Plenário aprova parte geral do novo CPC e adia votação de pontos polêmicos

Luis Macedo/Câmara dos Deputados
Votação do projeto de lei do novo Código de Processo Civil (PL 8046/10, apensado ao PL 6025/05)
Deputados aprovaram texto-base da parte geral do novo Código de Processo Civil.

O Plenário da Câmara dos Deputados aprovou nesta terça-feira o texto-base da parte geral do novo Código de Processo Civil (PL 8046/10, apensado ao PL 6025/05). Na semana que vem, ocorrerá a votação dos destaques a esta parte do código e terá início a votação de outras partes do projeto.

A maior polêmica da parte geral diz respeito ao pagamento de honorários de advogados públicos, cuja discussão foi adiada. Os honorários são pagos a quem ganha o processo, pela parte perdedora. Hoje, nas causas em que a União é vencedora, os honorários são incorporados ao orçamento do governo federal. Pelo texto do relator do novo CPC, deputado Paulo Teixeira (PT-SP), os honorários serão pagos ao advogado público na forma de uma lei posterior.

PP e PMDB já apresentaram destaques para retirar o dispositivo do texto. Alguns deputados chegaram a reclamar que a discussão do novo Código de Processo Civil está sendo reduzida a essa questão.

O líder do PPS, deputado Rubens Bueno (PR), chamou de "desrespeito ao povo brasileiro" a manifestação dos advogados públicos nas galerias do Plenário. "São mais de mil artigos, três anos de trabalho, e aí vem reduzir esse código a honorários de advogado público?", criticou.

Luis Macedo/Câmara dos Deputados
Votação do projeto de lei do novo Código de Processo Civil (PL 8046/10, apensado ao PL 6025/05). Advogados protestam durante sessão
Advogados públicos acompanharam votação nas galerias do Plenário.

O deputado Marcelo Castro (PMDB-PI) também falou contra a medida. "Os advogados já são pagos para defender o estado, para desempenhar sua missão. Se os advogados recebem essa sucumbência, ou seja, um prêmio pela vitória do seu trabalho, nós paralelamente deveríamos premiar e dar um salário extra ao médico que faz uma cirurgia bem-sucedida, um parto com êxito, a um professor que dá uma boa aula, a um militar que prende um bandido", afirmou.

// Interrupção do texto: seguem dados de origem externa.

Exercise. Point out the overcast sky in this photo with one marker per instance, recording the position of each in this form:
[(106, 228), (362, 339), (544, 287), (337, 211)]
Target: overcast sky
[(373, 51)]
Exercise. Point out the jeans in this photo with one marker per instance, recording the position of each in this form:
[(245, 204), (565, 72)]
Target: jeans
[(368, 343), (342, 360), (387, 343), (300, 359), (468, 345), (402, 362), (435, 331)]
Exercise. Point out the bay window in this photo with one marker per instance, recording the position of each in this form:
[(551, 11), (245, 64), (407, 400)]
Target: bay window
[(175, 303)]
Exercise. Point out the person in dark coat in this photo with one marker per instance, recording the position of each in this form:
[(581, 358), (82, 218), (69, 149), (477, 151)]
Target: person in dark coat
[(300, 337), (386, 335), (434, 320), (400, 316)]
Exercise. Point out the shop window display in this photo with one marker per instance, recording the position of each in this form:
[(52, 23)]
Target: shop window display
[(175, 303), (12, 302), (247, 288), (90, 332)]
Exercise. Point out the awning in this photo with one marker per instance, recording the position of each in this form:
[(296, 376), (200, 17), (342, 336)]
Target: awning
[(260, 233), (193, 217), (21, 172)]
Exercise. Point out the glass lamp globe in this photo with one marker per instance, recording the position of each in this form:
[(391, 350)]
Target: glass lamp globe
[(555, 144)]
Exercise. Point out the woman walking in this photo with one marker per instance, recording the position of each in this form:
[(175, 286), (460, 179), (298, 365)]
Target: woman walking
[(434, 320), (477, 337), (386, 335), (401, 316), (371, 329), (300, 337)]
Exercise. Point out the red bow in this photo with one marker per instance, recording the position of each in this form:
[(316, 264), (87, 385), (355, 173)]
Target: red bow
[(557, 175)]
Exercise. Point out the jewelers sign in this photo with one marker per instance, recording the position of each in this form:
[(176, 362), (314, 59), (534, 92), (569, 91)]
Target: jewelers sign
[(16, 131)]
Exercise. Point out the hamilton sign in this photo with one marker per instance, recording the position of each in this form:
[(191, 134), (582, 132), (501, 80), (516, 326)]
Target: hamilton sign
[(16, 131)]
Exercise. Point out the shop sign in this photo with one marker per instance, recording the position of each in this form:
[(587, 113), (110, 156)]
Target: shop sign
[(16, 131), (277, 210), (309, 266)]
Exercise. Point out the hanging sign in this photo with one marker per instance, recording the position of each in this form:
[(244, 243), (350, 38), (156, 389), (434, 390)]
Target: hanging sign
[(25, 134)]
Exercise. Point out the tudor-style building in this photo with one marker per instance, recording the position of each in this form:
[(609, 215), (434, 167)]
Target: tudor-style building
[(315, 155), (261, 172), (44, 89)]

Paulo Teixeira, no entanto, defendeu os honorários. Ele lembrou que, da forma como está no texto, o pagamento ainda dependerá de regulamentação em lei. "Há 18 estados que já preveem, já legislaram sobre isso, esse recurso não é público, esse recurso é privado, eu não estou regulamentando aqui, eu estou remetendo a uma lei futura, e isso pode ser objeto de uma discussão futura", disse.

Penhora
Outro ponto que poderá ser discutido na semana que vem é a proposta do deputado Nelson Marquezelli (PTB-SP) de impedir qualquer penhora de contas e investimentos por meio de liminar. “Isso não existe em nenhum país do mundo, é um absurdo”, criticou.

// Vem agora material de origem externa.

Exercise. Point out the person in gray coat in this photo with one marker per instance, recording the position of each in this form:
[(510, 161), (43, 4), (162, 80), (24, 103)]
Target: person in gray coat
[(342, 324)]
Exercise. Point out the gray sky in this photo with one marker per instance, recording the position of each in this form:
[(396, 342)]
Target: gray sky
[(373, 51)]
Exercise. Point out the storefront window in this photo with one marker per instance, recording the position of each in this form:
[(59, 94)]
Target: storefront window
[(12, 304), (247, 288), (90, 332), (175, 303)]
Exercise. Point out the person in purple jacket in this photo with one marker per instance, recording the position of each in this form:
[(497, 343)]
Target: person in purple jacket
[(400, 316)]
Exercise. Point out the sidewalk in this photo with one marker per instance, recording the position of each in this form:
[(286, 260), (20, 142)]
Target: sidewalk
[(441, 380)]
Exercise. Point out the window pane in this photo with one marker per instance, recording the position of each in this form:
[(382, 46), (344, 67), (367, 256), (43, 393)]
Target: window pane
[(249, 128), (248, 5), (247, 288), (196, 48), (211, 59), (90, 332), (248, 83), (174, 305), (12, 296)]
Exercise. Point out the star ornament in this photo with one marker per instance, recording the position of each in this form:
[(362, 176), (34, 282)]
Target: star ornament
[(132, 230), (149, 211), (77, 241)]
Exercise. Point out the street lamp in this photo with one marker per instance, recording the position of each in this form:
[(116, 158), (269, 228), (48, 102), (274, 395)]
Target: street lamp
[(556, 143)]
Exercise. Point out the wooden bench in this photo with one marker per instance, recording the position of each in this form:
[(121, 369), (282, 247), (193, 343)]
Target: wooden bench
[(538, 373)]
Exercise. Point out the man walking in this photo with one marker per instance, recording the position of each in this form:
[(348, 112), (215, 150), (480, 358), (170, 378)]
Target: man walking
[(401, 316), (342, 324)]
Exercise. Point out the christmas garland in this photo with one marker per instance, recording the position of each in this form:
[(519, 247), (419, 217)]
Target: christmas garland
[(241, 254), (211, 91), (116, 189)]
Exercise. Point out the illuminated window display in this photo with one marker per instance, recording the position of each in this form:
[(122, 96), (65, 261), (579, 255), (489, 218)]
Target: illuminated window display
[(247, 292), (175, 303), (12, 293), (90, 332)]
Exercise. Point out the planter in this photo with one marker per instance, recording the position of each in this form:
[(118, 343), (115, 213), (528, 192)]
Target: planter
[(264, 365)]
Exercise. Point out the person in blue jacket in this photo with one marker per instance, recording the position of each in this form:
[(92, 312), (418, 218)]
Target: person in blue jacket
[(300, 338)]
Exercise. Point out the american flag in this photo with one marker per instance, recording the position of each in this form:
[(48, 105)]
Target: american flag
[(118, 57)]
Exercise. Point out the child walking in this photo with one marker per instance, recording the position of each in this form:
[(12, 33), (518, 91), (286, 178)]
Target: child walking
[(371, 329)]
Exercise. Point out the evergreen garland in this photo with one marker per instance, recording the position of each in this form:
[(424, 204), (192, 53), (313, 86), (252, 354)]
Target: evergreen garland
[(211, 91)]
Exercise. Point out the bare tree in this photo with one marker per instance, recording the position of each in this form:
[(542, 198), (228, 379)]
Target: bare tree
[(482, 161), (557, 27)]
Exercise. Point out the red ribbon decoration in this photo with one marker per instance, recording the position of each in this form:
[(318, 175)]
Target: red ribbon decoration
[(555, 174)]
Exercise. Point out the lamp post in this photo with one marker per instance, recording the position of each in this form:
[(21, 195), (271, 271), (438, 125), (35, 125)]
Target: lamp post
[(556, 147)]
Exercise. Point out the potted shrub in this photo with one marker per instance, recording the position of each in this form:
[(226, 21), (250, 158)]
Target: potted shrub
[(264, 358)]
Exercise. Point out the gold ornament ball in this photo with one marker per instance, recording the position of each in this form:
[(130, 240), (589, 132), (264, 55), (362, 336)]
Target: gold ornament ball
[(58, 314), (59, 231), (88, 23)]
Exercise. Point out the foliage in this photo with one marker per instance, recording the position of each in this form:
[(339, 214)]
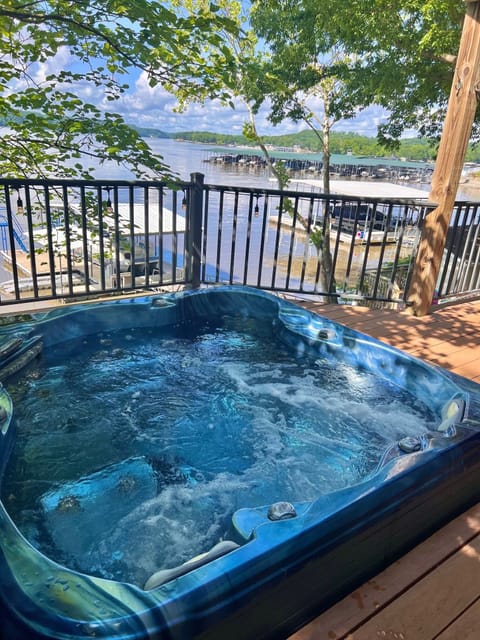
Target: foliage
[(52, 51), (398, 54), (419, 149)]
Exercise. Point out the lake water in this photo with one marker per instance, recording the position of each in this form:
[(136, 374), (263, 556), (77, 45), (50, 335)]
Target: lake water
[(186, 158)]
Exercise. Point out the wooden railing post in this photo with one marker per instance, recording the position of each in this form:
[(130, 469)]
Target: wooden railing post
[(448, 168)]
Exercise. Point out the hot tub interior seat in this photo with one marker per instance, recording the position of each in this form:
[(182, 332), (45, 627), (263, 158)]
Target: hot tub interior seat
[(188, 587)]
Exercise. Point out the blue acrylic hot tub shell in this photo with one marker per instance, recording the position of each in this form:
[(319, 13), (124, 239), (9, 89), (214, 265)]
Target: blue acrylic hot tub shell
[(286, 571)]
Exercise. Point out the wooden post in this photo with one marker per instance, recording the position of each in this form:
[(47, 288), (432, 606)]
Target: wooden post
[(448, 168)]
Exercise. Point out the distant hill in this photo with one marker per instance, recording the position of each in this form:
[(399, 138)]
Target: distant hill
[(306, 140)]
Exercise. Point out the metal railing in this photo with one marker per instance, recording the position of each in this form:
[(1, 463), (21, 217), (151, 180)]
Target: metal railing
[(75, 239)]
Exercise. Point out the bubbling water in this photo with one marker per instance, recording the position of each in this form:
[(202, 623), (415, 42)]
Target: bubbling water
[(220, 418)]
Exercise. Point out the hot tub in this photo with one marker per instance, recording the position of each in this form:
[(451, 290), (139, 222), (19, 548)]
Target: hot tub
[(215, 463)]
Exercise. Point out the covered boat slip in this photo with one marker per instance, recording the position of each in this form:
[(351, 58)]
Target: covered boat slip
[(58, 253), (432, 592)]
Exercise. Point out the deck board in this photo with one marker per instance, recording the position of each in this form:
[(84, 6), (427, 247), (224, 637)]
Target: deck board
[(433, 592)]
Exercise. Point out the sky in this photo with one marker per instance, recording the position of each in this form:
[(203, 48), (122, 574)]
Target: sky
[(145, 106)]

Luis Macedo / Câmara dos Deputados
Votação do projeto de lei do novo Código de Processo Civil (PL 8046/10, apensado ao PL 6025/05). Relator do Código, dep. Paulo Teixeira (PT-SP)
Paulo Teixeira: última versão do projeto impõe restrições à penhora de contas.

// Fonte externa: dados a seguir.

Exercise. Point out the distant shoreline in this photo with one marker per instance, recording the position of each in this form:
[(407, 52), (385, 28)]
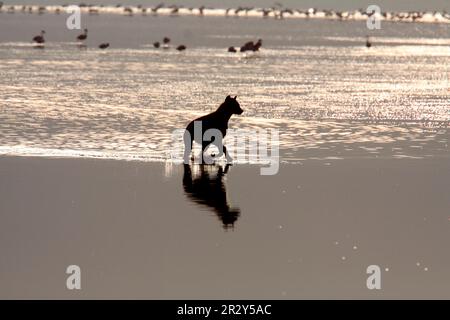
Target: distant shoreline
[(255, 12)]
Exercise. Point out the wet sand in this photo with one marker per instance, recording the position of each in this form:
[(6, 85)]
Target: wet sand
[(147, 230)]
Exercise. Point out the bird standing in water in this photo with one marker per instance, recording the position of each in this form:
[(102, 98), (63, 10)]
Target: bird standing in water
[(82, 36), (40, 38), (368, 42)]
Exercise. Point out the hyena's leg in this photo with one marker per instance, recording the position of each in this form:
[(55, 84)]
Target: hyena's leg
[(187, 138), (227, 155), (205, 145)]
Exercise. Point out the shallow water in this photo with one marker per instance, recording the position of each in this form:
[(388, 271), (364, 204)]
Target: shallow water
[(313, 80)]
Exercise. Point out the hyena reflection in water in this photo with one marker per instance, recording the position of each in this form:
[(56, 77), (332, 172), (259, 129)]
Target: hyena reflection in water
[(207, 189)]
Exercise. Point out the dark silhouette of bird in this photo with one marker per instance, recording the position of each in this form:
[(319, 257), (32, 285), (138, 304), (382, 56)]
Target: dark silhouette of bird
[(247, 46), (368, 42), (82, 36), (257, 45), (166, 42), (39, 38)]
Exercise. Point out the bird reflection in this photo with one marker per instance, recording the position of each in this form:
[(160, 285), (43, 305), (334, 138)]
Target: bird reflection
[(208, 190)]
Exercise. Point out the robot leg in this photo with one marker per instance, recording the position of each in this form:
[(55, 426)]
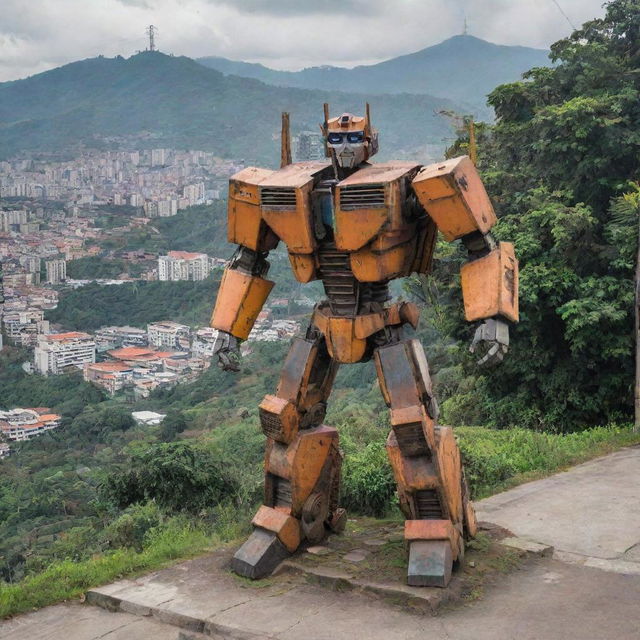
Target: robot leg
[(427, 467), (302, 462)]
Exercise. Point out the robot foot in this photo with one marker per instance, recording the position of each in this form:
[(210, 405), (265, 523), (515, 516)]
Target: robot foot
[(259, 555), (430, 563)]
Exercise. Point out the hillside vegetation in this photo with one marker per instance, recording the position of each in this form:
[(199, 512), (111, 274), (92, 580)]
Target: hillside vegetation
[(562, 166), (477, 66), (165, 101)]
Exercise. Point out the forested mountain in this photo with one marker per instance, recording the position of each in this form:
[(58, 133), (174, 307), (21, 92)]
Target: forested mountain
[(562, 166), (176, 102), (463, 69)]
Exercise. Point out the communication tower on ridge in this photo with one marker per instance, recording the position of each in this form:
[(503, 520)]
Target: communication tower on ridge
[(151, 32)]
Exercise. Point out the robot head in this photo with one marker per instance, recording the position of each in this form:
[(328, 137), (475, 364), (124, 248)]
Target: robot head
[(351, 139)]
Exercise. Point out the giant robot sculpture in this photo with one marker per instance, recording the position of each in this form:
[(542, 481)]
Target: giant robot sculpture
[(355, 226)]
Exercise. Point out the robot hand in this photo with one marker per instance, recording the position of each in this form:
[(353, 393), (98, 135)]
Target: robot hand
[(227, 350), (493, 335)]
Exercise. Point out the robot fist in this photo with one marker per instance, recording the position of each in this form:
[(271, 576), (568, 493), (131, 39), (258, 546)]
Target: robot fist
[(492, 338), (226, 348)]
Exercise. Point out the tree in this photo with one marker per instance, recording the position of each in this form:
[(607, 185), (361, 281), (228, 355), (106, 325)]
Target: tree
[(565, 145)]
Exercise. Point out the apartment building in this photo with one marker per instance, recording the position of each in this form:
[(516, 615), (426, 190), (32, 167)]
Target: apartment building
[(56, 270), (23, 424), (168, 334), (183, 265), (57, 351), (23, 326), (113, 337)]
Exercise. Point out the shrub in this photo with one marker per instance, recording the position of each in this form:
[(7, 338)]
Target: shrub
[(129, 529), (178, 476), (367, 481)]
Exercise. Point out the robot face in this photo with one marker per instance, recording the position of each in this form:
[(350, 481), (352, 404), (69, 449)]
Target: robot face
[(350, 147)]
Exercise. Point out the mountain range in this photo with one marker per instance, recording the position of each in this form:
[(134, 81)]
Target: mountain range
[(156, 100), (176, 102), (463, 69)]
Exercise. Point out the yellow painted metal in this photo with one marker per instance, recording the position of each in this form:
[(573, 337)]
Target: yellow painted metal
[(240, 299), (455, 198), (490, 285)]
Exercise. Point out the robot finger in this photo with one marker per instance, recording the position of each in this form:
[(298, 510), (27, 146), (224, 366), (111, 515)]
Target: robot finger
[(493, 356)]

O deputado Paulo Teixeira, no entanto, destacou que a última versão do projeto já impôs várias restrições à penhora de contas e investimentos. O texto impede, por exemplo, que o confisco do dinheiro seja realizado por juiz de plantão e determina que a penhora do faturamento seja feita em percentual que não inviabilize o funcionamento da empresa.

Conciliação
Outro destaque que já foi apresentado é do PDT, com o objetivo de dar ao oficial de justiça o poder de atuar como conciliador no momento da diligência. Ele poderá certificar o conteúdo do acordo e a concordância das partes.

O projeto permite que o oficial de justiça apenas registre a proposta de conciliação apresentada por qualquer das partes, que deverá ser homologada pelo juiz, que notifica a parte contrária.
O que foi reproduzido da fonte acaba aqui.